Another important subset of documents might be comprised of those poems sent either to T. W. Higginson and/or Susan Dickinson but not included in the fascicles:

Poems sent to TWH, but not bound into fascicles: 320, 684, 685, 824, 1068, 1069, 1161, 1222, 1433, 1462, 1463, 1464, 1487, 1489, 1490, 1509, 1510, 1511, 1512, 1513

Poems sent to SHGD, but not bound into fascicles: 5, 82, 218, 220, 685, 825, 826, 991, 992, 1072, 1074, 1115, 1116, 1136-1141, 1143, 824, 1154, 1155, 1156, 1157, 1158, 1159, 1178, 1179, 1181, 1182, 1183, 1208, 1211, 1243-54, 1295, 1332, 1333, 1334, 1335, 1356, 1357, 1358, 1359, 1390, 1391, 1400-1404, 1366, 1453-1457,1486, 1488, 1510, 1516, 1537-1539, 1541, 1561-1568, 1570, 1594-1598, 1599

Here, a poem might be considered "published" at the point when it was mailed to a recipient--rather than when it was copied and bound into a book.
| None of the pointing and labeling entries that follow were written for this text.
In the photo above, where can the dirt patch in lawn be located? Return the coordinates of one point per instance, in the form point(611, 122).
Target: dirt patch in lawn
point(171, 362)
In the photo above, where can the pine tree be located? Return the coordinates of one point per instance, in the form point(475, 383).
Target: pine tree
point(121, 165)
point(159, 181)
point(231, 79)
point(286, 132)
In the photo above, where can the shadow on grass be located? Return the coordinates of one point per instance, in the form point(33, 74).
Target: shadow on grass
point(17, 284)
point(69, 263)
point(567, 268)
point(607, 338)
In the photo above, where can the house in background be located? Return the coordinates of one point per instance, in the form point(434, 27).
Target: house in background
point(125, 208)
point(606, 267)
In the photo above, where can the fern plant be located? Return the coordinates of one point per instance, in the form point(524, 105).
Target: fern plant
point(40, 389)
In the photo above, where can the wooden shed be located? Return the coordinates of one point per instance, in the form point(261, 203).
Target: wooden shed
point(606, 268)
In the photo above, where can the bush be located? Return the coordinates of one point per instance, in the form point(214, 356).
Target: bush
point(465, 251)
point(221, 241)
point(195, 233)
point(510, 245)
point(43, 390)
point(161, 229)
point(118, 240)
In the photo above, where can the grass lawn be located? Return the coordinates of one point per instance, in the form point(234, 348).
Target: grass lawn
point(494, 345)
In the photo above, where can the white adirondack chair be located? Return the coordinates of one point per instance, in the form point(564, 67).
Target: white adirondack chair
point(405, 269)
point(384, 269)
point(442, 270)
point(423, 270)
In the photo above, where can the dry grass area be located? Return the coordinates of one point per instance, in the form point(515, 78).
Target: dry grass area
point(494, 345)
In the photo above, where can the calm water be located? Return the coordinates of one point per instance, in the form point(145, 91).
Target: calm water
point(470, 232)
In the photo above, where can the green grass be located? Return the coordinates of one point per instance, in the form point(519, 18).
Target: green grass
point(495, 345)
Close consideration of these poems may complicate the traditional interpretations of Dickinson's abandonment of the fascicle structure as an abandoning of literary ambition, for if the groupings of poems are smaller than the clusters in the fascicles, the distance between composition and circulation/reception is nonetheless collapsed: at this point, Dickinson's connection to her readers becomes more immediate, more direct than ever before. There seems to be a new antinomian urgency--as well perhaps as a new trust--in her (late) transactions with others/readers. At times, the copy of a poem mailed to SHGD or TWH is not only the only instance of its "publication" but also the only record of its existence. Again and again in the 1870s and 1880s, Dickinson appears to have left the fate of her poems in the hands of others--particularly SHGD and TWH. Scholarly research into this new relationship between Dickinson and her two most important readers--both of whom become (at least in some sense) her literary executors--is badly needed.
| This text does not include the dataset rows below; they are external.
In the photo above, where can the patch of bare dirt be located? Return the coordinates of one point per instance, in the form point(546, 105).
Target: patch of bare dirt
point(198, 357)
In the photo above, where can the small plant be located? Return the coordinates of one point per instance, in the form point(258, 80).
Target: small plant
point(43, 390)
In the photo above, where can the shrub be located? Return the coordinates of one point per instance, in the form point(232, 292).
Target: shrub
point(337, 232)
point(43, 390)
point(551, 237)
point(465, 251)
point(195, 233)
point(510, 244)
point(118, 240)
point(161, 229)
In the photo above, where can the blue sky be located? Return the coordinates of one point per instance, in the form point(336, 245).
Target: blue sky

We must also consider the issue of reception. Susan Gilbert Dickinson and T.W. Higginson both saved the documents Dickinson sent to them. Many of the manuscripts Dickinson sent to Higginson are stained with glue, suggesting that Higginson pasted the letters and poems into an album. Similarly, the documents to Susan Dickinson show signs of having been pasted into albums. In our discussions we analyze the ways in which Susan Dickinson and T. W. Higginson presented Dickinson's manuscripts, focusing specifically on the ways in which their modes of presentation differ from the printed presentations of Dickinson's poems. What were their attitudes towards print culture? After examining SHGD's and TWH's "private" treatment of Dickinson's manuscripts, we will look at the early print editions which include Dickinson's letters to SHGD and TWH and in which they had a hand--however indirectly--in shaping.
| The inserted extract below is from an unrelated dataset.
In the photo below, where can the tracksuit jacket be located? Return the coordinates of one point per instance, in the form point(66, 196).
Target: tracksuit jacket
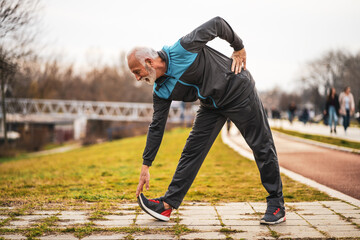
point(197, 71)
Finally, we will consider the literary history of these "correspondences"--a literary history peculiarly marked by transgressions, transformations. Here our focus will be primarily on the SHGD correspondence and on the mutilated documents in that correspondence (for a complete list of documents, see Smith). We also look, however, at the ways in which the "correspondences" to SHGD and TWH have suffered/altered as a result of their subjection to various "Master Narratives," chief among them the master narrative of the printing process/mechanical reproduction. We look critically, too, at the newest master narrative: the digitalizing and encoding with sgml of Dickinson's manuscripts and texts.